There were other urban scenes on offer, such as Houses for Demolition (Exhibit 13), Savings Bank (Exhibit 24) and Canal Bridge (Exhibit 25), but seem to be unspecific in their focus, although Exhibit 13 may be Lincoln Houses for Demolition, which was painted in 1967, and is now in a private collection.

The fifth one-man exhibition, held 28th May –27th June 1969, was titled New paintings by Peter Brannan, and indeed lists paintings which do not appear in any other catalogue of his work, either before and or after this date: Playing Cricket (Exhibit 17) and Cumberland Town (Exhibit 27), for example, all appear to be new subjects. Inevitably, there are pictures based on the town of Newark, two of them featuring the mundane theme of car parks (Exhibit 2 and 19), one a riverside scene (Exhibit 16) and one a picture of Newark in the snow (Exhibit 11). Also inevitably, there are the coastal scenes, although two of them, South Coast (Exhibit 13) and Beach, South Coast (Exhibit 23), were perhaps more appealing to a London clientele in their focus away from the East Coast of Lincolnshire. If the paintings based upon holiday resorts appealed to feelings of nostalgia and good times amongst potential buyers, some of the works were less than sentimental and picturesque in their focus. Brickworks (Exhibit 6) and Gravel Pit (Exhibit 7) are much grittier fare, as is Landscape with Coal Mine (Exhibit 26), and are further reminders of Brannan’s interest in the industrial landscape.

As with the second one-man show in 1962, the title of the exhibition is somewhat disingenuous. Unless we are dealing with the duplication of titles from one exhibition to another, some of the new paintings, such as Fun Fair (Exhibit 3) and Boat Houses (Exhibit 8), seem to be ones exhibited earlier, possibly after revision and addition in the studio, with a slightly variant title.
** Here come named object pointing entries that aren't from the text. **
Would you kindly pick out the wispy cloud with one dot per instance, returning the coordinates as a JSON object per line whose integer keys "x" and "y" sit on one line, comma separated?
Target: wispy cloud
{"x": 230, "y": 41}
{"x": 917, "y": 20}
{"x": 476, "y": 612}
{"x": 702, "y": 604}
What appears to have been Peter Brannan’s final show in London took place in November 1971, titled Brannan, and was the biggest of the Trafford Gallery one-man exhibitions, with thirty-one works on view. Once again, there was a focus on family beach scenes, including Café on the Dunes (Exhibit 27), bought at the exhibition by the American poet and singer-song writer Rod McKuen. There was also a focus on scenes from village life, real and invented, in Village School (Exhibit 1), Lincolnshire Village (Exhibit 12) and Village Churchyard (Exhibit 13); and on the town life of Newark, Lincoln and (unusually) Lancashire. Once more there were depictions of industrial and post-industrial scenes. Gravel Pit (Exhibit 2), possibly the same painting shown in 1969, Builder’s Yard (Exhibit 8), By the Canal (Exhibit 20) and Factory Scene (Exhibit 24) being very much a thematic contrast to Seaside Illuminations (Exhibit 3) and A Day by the Sea (Exhibit 21).
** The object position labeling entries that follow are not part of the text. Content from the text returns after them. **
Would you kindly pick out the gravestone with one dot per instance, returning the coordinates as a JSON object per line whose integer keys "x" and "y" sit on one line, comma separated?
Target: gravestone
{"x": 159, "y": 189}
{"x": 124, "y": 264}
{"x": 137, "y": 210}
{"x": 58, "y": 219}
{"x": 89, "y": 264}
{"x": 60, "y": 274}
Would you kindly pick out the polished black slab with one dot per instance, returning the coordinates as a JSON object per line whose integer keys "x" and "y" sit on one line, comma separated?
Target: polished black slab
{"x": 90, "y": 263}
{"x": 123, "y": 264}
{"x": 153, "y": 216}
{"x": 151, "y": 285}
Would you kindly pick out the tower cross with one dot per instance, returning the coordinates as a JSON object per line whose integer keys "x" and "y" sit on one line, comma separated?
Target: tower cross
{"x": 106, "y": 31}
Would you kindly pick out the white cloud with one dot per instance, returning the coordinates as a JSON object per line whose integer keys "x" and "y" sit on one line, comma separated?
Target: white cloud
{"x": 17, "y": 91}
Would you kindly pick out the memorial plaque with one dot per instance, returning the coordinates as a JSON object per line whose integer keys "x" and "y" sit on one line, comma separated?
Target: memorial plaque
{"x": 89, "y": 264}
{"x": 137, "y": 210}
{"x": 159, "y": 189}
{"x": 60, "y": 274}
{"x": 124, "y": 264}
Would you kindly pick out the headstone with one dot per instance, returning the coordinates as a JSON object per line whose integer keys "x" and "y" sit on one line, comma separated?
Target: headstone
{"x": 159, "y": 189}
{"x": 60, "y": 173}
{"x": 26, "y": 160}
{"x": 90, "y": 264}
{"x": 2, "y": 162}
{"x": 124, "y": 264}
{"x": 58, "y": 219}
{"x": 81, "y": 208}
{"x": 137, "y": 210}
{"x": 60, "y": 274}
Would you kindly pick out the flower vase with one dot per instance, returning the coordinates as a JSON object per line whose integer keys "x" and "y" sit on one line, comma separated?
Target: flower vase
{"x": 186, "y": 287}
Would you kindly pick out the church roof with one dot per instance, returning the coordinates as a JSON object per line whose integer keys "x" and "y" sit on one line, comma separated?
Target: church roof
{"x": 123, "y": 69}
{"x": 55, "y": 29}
A number of paintings have emerged which suggest that  Brannan continued to occasionally show work in mixed exhibitions at the Trafford Gallery before its closure in the late 1970’s, such as Rag Day (dated 1973), Corn Exchange, Lincoln, (dated 1973) and Sunday School, (dated 1977). Unfortunately, after the closure of the Trafford Gallery, Brannan’s presence in London became minimal and in terms of sales, comparatively unsuccessful. During the mid-1980’s, for example, six works were placed at the Maas Gallery - three still lifes, two beach scenes and a snow scene - and the odd painting was shown at the Mall Galleries, all of which found their way back to Lincolnshire, where some of them did eventually sell.

On the whole, Brannan’s exhibitions in London were successful and ensured that his work became known outside Lincolnshire. They also made a significant contribution to Brannan’s growing artistic reputation in the county as one of the finest painters working in Lincolnshire in the second half of the C20th.